A exposição se organiza em torno de núcleos temáticos que dialogam com os ritos de passagem e com a experiência do retrato como cerimônia simbólica. A inspiração curatorial ressoa, ainda que indiretamente, ecos de propostas como The Family of Man (1955), organizada por Edward Steichen no MoMA. No entanto, observamos aqui um deslocamento: ao invés de um olhar universalizante, temos a celebração de uma comunidade específica, com suas expressões próprias de beleza, identidade e pertencimento.
Luiz Pucci não foi apenas um fotógrafo de estúdio: ele foi um artista da intimidade. Sua câmera capturava não apenas rostos, mas o modo como esses rostos desejavam ser lembrados. Seu trabalho nos lembra que fotografar é também um ato de escuta, de empatia e de observação. Os retratos aqui expostos possuem algo de sagrado e de frágil, como se cada um carregasse uma história não narrada, mas ainda pulsante.
Olhar com cuidado, neste contexto, significa reencontrar a potência da fotografia como espaço de memória, como arquivo sensível do que fomos e do que queremos guardar. As imagens de Pucci nos ferem com uma beleza nostálgica, nos tocam assim como nos toca o punctum de Roland Barthes: aquele detalhe invisível que nos atravessa e desperta em nós a saudade de um tempo que não volta, mas que insiste em permanecer no papel, na cor, no olhar que nos encara no avesso da imagem.
Essa coleção, finalmente, ativa o desejo de lembrar, de preservar, de existir pela imagem. Ela remete à fotografia como uma arte da memória, como respaldo sensível de cuidado, como presença cuja beleza nostálgica atravessa inexoravelmente o tempo. Esta exposição é, portanto, um convite à contemplação, à escuta e à ternura. Uma reverência a um fotógrafo pouco conhecido, mas que soube, como poucos, transcender o ordinário na arte do retrato fotográfico, ao fazer dele um lugar privilegiado da lembrança.
Samuel de Jesus Curador
KIM-Ir- Sen
Kim-Ir-Sen – o que o coração vê
Apresenta uma síntese da vasta obra de Kim-Ir-Sen, fotógrafo documentarista, com sólida formação técnica e larga experiência como fotojornalista e no campo da antropologia visual.

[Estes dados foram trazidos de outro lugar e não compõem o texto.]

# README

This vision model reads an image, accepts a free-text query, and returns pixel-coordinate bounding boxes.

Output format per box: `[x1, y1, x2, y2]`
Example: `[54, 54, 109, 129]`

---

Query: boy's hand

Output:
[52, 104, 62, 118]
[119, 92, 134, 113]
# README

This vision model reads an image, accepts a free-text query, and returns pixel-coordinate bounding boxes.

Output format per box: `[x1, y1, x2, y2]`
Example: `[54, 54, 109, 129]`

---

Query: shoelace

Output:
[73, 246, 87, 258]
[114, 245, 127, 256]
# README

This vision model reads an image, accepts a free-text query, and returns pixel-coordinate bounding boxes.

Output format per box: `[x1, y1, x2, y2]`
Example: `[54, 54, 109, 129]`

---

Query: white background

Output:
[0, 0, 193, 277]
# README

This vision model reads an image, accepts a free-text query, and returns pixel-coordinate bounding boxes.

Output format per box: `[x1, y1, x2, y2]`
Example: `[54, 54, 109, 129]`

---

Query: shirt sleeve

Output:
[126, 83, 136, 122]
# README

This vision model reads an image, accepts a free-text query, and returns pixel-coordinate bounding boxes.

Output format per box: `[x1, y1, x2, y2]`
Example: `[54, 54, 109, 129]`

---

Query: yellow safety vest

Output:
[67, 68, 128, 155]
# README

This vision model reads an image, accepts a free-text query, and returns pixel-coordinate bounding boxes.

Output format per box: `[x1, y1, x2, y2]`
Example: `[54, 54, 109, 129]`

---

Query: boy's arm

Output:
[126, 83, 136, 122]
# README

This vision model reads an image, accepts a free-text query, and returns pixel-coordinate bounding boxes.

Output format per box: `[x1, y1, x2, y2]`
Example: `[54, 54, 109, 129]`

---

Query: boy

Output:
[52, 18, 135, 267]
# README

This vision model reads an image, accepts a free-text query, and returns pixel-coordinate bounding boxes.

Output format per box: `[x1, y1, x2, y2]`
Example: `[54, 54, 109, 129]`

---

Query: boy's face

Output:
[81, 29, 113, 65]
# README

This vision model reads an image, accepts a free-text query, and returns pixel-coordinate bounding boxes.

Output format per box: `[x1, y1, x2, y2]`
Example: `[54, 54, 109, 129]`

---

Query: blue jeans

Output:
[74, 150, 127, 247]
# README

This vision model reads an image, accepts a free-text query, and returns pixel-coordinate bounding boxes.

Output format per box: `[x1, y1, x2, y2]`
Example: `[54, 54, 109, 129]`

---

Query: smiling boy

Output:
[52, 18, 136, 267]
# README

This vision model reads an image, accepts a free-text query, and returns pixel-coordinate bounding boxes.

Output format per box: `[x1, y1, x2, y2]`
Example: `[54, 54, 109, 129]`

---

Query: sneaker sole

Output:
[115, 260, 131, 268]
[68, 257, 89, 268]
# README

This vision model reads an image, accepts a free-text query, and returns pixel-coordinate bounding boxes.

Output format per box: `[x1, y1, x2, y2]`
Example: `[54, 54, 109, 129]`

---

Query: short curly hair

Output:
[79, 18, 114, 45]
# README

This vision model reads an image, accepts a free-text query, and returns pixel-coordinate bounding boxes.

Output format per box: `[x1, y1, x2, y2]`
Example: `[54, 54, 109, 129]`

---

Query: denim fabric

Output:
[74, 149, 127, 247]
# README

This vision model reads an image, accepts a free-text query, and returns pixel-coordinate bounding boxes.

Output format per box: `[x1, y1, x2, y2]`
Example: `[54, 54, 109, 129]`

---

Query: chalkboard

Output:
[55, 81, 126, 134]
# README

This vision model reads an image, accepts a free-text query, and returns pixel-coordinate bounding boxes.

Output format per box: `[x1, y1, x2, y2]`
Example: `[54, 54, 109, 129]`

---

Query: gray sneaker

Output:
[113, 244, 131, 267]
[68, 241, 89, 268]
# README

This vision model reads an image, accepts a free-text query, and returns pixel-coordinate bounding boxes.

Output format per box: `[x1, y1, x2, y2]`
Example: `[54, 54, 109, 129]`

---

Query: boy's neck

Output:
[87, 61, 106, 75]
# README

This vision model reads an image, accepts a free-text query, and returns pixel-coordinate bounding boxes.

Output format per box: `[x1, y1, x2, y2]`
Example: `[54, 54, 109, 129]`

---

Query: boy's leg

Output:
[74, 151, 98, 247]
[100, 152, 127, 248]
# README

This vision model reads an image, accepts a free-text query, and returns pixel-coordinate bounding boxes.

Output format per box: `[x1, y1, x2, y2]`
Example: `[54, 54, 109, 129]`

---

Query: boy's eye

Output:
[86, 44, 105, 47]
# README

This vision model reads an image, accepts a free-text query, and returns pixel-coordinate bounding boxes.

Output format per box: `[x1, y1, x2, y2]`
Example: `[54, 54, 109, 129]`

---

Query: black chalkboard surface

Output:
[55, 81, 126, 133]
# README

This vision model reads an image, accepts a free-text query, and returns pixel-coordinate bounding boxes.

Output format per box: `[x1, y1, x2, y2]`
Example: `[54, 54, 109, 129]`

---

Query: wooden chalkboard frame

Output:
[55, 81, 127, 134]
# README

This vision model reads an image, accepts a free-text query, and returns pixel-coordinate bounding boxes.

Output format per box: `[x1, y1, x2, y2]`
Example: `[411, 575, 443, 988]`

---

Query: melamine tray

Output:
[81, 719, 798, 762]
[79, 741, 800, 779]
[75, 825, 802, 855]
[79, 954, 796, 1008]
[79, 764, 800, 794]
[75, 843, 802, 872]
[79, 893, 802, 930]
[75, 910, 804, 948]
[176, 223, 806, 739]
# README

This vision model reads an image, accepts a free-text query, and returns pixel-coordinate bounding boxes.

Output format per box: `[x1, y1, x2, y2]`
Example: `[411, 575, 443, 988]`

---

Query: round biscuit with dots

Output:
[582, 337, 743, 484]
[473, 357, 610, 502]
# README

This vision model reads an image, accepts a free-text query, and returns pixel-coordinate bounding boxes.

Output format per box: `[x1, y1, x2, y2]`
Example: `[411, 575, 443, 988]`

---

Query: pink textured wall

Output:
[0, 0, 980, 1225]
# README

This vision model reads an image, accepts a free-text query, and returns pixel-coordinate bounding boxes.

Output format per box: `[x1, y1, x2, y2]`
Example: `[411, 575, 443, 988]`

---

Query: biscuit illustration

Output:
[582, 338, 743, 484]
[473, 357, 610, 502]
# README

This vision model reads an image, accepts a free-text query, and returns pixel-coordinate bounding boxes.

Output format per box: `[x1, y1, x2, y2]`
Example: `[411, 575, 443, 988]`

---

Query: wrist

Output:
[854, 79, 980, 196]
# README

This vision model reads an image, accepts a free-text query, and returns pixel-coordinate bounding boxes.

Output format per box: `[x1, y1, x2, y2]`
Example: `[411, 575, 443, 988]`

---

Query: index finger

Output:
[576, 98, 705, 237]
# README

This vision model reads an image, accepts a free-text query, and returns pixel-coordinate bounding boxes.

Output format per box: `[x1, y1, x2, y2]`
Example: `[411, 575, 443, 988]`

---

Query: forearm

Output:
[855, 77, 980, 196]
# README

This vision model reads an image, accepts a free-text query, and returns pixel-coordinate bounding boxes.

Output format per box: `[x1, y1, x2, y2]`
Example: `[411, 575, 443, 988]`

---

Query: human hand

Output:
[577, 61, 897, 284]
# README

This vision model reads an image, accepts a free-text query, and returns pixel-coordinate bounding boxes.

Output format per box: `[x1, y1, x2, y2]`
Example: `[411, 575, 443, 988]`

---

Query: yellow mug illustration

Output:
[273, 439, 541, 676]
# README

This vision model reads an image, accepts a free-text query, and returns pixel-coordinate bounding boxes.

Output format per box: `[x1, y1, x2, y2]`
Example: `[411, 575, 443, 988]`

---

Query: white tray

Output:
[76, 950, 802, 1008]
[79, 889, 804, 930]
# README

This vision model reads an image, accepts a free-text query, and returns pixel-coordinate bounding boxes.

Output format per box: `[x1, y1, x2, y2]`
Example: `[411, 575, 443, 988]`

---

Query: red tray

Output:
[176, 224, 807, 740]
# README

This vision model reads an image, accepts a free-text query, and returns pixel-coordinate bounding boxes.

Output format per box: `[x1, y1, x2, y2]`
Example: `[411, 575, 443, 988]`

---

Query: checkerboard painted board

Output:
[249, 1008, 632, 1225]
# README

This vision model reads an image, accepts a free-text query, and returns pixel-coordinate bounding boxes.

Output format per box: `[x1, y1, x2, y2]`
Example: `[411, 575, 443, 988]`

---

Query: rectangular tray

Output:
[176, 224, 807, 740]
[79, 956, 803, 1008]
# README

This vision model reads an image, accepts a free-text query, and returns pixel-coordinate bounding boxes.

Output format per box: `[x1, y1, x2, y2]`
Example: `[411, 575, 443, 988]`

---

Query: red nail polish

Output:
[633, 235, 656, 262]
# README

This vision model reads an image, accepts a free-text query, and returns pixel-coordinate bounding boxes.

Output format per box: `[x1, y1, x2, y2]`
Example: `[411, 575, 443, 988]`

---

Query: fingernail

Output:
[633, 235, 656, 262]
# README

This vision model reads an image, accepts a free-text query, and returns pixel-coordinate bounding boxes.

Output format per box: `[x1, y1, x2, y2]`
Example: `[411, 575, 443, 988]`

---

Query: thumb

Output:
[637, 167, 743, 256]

O seu trabalho é substancioso em quantidade e qualidade técnica. Como cineasta foi premiado em festivais como o FICA – Festival Internacional de Cinema Ambiental, na Cidade de Goiás, Festival É Tudo Verdade e Festival de Brasília do Cinema Brasileiro. No campo da fotografia, nos anos 1980 foi um dos responsáveis pela criação da AGIL Fotojornalismo, agência referência no fotojornalismo investigativo no país. Ao longo das décadas teve a sua produção difundida em vários jornais e revistas do Brasil e exterior. Foi membro do Conselho Estadual de Cultura de Goiás; Conselho Nacional de Desenvolvimento Científico e Tecnológico – CNPq, do jornal Folha de São Paulo e da Editora Abril.
A exposição Kim-Ir-Sen: o que o coração vê reflete o seu engajamento junto aos temas trabalhados por ele ao longo das décadas, com destaque para as imagens dos povos originários do Brasil, dentre eles, os Bororos (Mato Grosso) e os Suruís (Rondônia e Mato Grosso). As imagens apresentadas pertencem ao seu acervo particular, são constituídas por várias camadas de sentido que dão densidade ímpar a elas, garantindo assim, a sua inclusão no fluxo da História.